- Interactive map of Lyons State Forest

Geography
- Location: Wadena County, Minnesota, United States
- Coordinates: 46°33′13″N 94°47′31″W﻿ / ﻿46.5535726°N 94.79196°W
- Elevation: 1,289 feet (393 m)
- Area: 14,789 acres (5,985 ha)

Administration
- Established: 1963
- Authority: Minnesota DNR
- Website: www.dnr.state.mn.us/state_forests/sft00032/index.html

Ecology
- WWF Classification: Western Great Lakes Forests
- EPA Classification: Northern Lakes and Forests
- Disturbance: Wildfire
- Dominant tree species: Pinus banksiana Populus tremuloides Betula papyrifera

= Lyons State Forest =

State Forest in Wadena County, Minnesota

The Lyons State Forest is a state forest located near the city of Staples in Wadena County, Minnesota. The forest is managed by the Minnesota Department of Natural Resources.

==History and overview==
The forest and surrounding area of the Crow Wing River valley were originally inhabited by the Eastern Dakota and Ojibwe people.
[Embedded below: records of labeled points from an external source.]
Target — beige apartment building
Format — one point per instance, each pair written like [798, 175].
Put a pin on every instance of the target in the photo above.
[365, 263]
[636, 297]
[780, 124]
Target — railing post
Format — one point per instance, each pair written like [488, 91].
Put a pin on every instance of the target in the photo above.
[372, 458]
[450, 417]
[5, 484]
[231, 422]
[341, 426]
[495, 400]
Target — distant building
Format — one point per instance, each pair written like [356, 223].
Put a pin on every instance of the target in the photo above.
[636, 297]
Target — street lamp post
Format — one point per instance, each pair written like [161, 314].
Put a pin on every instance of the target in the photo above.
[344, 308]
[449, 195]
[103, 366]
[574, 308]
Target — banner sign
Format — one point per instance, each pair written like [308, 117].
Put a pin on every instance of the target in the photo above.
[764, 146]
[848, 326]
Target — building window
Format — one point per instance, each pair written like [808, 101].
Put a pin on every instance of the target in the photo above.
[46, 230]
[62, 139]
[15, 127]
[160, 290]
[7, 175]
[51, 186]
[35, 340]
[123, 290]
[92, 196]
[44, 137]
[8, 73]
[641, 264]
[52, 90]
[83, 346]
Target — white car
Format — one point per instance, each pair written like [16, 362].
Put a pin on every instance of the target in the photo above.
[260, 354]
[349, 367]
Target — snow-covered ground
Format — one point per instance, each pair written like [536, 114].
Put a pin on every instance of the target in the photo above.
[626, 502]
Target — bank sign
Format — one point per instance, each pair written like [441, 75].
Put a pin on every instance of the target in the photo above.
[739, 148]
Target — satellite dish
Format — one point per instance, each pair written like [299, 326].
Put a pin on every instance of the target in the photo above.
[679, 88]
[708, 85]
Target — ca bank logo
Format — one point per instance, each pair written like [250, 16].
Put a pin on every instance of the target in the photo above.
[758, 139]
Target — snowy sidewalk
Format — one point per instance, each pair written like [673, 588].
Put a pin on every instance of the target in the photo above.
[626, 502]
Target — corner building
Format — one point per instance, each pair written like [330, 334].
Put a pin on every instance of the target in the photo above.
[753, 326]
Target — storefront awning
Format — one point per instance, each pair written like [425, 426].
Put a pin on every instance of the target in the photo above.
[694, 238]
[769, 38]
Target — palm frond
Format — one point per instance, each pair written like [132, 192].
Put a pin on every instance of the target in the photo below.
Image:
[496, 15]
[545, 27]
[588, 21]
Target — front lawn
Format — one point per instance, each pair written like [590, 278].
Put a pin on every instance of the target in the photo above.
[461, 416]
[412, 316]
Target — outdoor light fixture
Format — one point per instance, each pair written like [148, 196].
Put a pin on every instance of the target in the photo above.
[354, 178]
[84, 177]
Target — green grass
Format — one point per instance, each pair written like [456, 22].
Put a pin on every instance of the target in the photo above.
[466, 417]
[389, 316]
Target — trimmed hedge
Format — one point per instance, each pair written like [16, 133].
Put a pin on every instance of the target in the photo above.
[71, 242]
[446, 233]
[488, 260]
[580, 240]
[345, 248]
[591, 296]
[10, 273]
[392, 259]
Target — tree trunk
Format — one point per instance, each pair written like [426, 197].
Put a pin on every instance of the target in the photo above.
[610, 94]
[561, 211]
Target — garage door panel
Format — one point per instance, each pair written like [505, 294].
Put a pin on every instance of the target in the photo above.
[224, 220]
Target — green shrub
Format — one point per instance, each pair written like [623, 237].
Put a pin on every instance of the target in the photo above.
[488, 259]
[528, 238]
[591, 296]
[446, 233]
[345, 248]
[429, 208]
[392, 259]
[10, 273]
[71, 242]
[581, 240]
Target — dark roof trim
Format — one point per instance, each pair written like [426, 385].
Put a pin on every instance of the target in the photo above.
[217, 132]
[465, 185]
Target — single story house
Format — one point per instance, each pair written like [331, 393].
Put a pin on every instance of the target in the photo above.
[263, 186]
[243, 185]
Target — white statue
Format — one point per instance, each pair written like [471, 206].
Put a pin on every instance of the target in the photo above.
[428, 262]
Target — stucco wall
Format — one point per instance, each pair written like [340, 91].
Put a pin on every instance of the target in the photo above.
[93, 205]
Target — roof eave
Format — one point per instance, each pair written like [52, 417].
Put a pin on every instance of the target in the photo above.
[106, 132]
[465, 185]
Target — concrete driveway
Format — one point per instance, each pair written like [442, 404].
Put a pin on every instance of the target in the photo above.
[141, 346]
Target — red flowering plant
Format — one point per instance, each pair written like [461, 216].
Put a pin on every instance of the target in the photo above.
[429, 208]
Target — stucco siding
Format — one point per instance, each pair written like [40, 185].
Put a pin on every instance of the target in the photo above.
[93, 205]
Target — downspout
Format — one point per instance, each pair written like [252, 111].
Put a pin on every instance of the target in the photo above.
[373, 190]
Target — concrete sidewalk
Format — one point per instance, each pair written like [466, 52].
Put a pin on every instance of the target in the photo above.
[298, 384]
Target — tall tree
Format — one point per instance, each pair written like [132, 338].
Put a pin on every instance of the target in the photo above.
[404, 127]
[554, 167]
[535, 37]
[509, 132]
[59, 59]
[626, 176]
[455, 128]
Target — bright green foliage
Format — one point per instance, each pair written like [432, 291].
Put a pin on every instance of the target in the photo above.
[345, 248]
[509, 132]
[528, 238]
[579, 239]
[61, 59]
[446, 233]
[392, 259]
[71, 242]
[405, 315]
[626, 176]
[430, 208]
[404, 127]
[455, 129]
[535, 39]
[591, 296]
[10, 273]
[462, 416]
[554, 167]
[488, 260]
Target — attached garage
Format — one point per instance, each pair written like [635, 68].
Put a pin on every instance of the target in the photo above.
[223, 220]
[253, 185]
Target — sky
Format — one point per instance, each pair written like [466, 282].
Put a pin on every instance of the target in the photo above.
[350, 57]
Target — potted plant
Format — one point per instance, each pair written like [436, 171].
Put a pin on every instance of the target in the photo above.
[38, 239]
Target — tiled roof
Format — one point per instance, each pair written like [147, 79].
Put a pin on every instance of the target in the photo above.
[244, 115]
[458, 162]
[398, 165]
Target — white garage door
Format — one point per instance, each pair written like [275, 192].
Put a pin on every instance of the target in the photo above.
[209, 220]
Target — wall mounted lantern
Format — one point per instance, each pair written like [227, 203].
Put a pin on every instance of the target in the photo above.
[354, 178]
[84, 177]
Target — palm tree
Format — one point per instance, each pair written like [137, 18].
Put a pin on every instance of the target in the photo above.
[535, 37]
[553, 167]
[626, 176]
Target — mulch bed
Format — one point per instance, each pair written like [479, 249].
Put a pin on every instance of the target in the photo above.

European exploration began as a result of the fur trade by the French in the early 18th century, and subsequently the Canadian and British in the 1760s. The old-growth forests were logged extensively between 1870 and the early 20th century; the lumber industry in the area declined rapidly after the depletion of the mature forests. Wildfires historically occurred every 10 to 40 years, which explains the dominance of Jack Pine, Aspen, and Paper Birch in the forest, although stands of Eastern White and Red Pine also occur. The topographical features of the forest, such as terminal moraines, outwash plains, till plains, and drumlin fields, as well as the sandy loam soil texture, were caused by the Wisconsinan glaciation.

==Recreation==
Popular outdoor recreational activities are hunting and dispersed camping. Trails are designated for hiking, with 2.3 mi designated for Class I all-terrain vehicle and off-road motorcycling use.